O que se poderia esperar era que o Presidente fosse “alguém para quem as pessoas olhassem neste mundo”. “E isso não me parece”, diz Pedro Mexia. O Presidente entende que tem pouca margem de manobra, diz o cronista, para quem o contexto não explica essa posição antes impõe outra: “Porque o programa [do Governo] é violento, porque a contestação é muito forte, porque há uma série de realidades preocupantes, como o desemprego, o Presidente tinha de funcionar como uma válvula de escape.”

Já o politólogo e doutorado em Ciência Política Carlos Jalali lembra que nunca, desde que existem, os índices de popularidade do Presidente estiveram tão baixos. E aponta como razão a percepção popular de que Cavaco Silva “não estar a agir o suficiente”.

O prefácio mostra consistência com aquilo que tem sido a linha da sua acção – dar ênfase à governabilidade e à estabilidade política e explicar os efeitos das várias opções económicas, considera o analista. E fá-lo sem pender para um ou outro lado: se por um lado, Cavaco Silva rejeita a opção de reestruturação da dívida, que poria em causa a credibilidade do Governo português e a sua capacidade em cumprir compromissos, alerta de novo para os riscos de uma espiral recessiva.

Resultados pouco visíveis

Até aqui, diz Carlos Jalali, não há surpresas num texto em que o Presidente procura justificar a sua acção política, mais nos bastidores do que no palco mediático, em nome da estabilidade governativa e da coesão social. Mas, para o politólogo, não é certo que essa opção presidencial esteja a ter efeito.
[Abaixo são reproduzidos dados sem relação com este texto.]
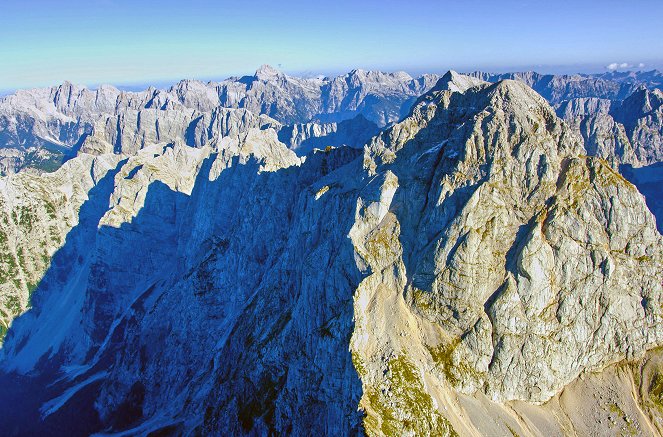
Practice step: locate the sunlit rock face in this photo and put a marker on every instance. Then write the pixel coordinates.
(42, 128)
(472, 268)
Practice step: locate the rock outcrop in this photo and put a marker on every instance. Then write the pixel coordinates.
(471, 270)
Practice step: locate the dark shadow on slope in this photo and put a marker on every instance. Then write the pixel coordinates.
(435, 151)
(649, 181)
(260, 239)
(23, 395)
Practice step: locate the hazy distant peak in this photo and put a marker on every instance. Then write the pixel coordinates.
(267, 72)
(453, 81)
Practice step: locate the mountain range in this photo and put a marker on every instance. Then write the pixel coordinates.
(447, 255)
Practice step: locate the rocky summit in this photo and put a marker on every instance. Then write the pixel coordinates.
(368, 254)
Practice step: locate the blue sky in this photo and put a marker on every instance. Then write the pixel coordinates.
(44, 42)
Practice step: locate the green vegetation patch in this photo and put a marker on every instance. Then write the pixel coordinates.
(454, 372)
(407, 409)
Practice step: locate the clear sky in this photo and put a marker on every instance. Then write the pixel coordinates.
(43, 42)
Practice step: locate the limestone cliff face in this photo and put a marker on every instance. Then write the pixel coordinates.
(456, 276)
(40, 127)
(501, 244)
(627, 132)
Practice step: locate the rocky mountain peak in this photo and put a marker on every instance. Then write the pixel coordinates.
(267, 72)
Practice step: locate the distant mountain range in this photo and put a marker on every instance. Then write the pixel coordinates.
(369, 254)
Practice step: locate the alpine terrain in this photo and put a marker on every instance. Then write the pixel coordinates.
(366, 254)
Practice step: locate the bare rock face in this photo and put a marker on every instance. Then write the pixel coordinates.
(627, 132)
(454, 277)
(42, 128)
(503, 256)
(558, 88)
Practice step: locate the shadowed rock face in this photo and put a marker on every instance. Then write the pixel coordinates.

Se estiver, “ela não é muito visível”. Porque na realidade, “o consenso alargado e a coesão social estão a esbater-se” e não são claras as inflexões na acção do Governo que a acção presidencial possa ter gerado, nota Jalali. “Os sintomas que temos não sugerem o efeito da intervenção presidencial”, conclui.

Os efeitos na popularidade do Presidente serão praticamente nulos, considera o politólogo e professor de Política do Instituto de Ciências Sociais da Universidade de Lisboa António Costa Pinto.
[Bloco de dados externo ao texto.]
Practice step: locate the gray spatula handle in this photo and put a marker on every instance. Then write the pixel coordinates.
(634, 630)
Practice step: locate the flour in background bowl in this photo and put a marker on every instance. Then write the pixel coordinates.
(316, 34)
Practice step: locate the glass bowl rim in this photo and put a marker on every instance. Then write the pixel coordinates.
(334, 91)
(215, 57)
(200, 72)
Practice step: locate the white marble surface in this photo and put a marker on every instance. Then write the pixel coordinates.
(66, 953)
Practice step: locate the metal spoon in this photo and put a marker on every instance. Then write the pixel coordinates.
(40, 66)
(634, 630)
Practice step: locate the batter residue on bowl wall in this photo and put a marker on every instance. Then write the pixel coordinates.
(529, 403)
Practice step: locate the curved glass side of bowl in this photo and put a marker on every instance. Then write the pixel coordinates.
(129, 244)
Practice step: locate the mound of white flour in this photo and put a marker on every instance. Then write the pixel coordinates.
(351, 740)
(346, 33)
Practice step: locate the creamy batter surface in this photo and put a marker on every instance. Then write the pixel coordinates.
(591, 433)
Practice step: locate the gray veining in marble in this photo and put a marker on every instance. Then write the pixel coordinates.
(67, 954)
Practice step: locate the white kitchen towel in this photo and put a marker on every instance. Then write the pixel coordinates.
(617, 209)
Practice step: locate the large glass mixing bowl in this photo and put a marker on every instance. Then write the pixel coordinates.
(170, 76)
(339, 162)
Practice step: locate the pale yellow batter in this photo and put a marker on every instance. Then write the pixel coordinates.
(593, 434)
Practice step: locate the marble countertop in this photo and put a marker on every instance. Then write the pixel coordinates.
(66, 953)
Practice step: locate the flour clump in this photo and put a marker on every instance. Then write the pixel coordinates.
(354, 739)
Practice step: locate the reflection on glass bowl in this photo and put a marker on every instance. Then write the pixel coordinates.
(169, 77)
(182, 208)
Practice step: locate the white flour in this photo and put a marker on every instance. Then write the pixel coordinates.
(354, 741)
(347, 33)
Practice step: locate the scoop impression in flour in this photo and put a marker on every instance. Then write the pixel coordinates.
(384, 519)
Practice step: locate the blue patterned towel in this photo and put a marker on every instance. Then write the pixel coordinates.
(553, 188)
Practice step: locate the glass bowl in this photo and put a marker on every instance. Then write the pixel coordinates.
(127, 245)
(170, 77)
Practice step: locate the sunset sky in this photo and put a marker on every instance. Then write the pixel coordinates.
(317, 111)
Esse recuperar da imagem junto da opinião pública “só poderia passar por uma atitude de demarcação mais radical relativamente ao Governo”. E isso não se espera de um Presidente que tem a estabilidade política “como o seu valor primeiro”. “O Presidente da República está perfeitamente convencido de que, independentemente da conjuntura ser muito grave, a estabilidade política é o mais importante.”
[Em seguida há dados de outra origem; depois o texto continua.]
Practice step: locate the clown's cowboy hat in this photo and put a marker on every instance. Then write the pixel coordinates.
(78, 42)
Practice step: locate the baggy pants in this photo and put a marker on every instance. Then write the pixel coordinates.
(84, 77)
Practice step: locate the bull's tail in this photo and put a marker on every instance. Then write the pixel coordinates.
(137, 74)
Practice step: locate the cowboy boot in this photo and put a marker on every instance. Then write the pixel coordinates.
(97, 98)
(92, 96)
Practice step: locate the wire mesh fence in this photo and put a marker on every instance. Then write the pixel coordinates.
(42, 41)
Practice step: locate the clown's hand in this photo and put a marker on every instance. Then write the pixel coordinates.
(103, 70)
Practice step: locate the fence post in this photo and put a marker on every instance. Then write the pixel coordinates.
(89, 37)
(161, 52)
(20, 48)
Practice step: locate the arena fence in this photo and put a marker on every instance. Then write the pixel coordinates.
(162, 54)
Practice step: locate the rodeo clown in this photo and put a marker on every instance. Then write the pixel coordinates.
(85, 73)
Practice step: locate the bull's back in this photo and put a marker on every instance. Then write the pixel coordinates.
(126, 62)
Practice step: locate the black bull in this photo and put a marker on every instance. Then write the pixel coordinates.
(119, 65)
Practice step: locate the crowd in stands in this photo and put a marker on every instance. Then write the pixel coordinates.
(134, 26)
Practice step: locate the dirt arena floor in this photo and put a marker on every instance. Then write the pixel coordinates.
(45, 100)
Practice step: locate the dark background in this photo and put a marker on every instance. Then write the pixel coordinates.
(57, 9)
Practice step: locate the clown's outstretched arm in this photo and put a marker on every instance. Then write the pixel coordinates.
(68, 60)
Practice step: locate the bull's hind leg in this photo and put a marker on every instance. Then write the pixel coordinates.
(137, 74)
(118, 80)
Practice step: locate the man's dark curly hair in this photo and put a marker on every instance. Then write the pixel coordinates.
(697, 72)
Por outro lado, a sua margem de manobra é limitada, considera Costa Pinto, porque está perante um Executivo com maioria absoluta e “porque, embora demarcando-se daquilo que tem sido a prática governamental, pertence, no fundamental, à mesma área política” do Governo.

Críticas renovadas a Sócrates

Para Raúl Vaz, comentador político da Antena Um, com o prefácio do Presidente ao novo livro, o cidadão comum “fica com a ideia de que Cavaco Silva está muito preocupado com a crise política mas que não pode evitar uma crise que se instalou na sociedade portuguesa”.

Em declarações à Antena Um, Raúl Vaz considerou, por outro lado, que “se depender do Presidente da República este Governo terminará a legislatura”. Mais: “Cavaco Silva liga de forma claríssima o seu testamento político, ou seja aquela que será a avaliação dos portugueses destes dois mandatos, à acção que o Governo conseguir em termos de resultados práticos.”

Depois da crítica “muito dura” que fez à actuação do anterior Governo, liderado por José Sócrates, no prefácio do anterior livro, Roteiros VI, lembra Raúl Vaz, neste mostra que “ainda não digeriu bem a sua relação” com o ex-primeiro-ministro e “retoma essa matéria dizendo que o que levou Portugal a esta situação foi a gestão das contas públicas no período em que José Sócrates foi chefe do Governo”. "E isto", conclui, “também ajuda este Governo”.

Já Ricardo Jorge Pinto, comentador da RTP, diz que com estas críticas renovadas a Sócrates, Cavaco Silva "coloca-se ao lado do Governo" para prevenir "qualquer eventual ataque que venha do Partido Socialista relativamente a imputar a este Executivo a única e exclusiva responsabilidade sobre uma situação que seja inultrapassável". O comentador acrescentou à RTP que "como institucionalista", Cavaco Silva "fará tudo para que esta legislatura vá até ao fim". Mas ressalvou: "Tudo tem limites e o limite é, por exemplo, a incapacidade de o Governo resolver problemas de índole económica que ele considera que têm vindo a agravar-se."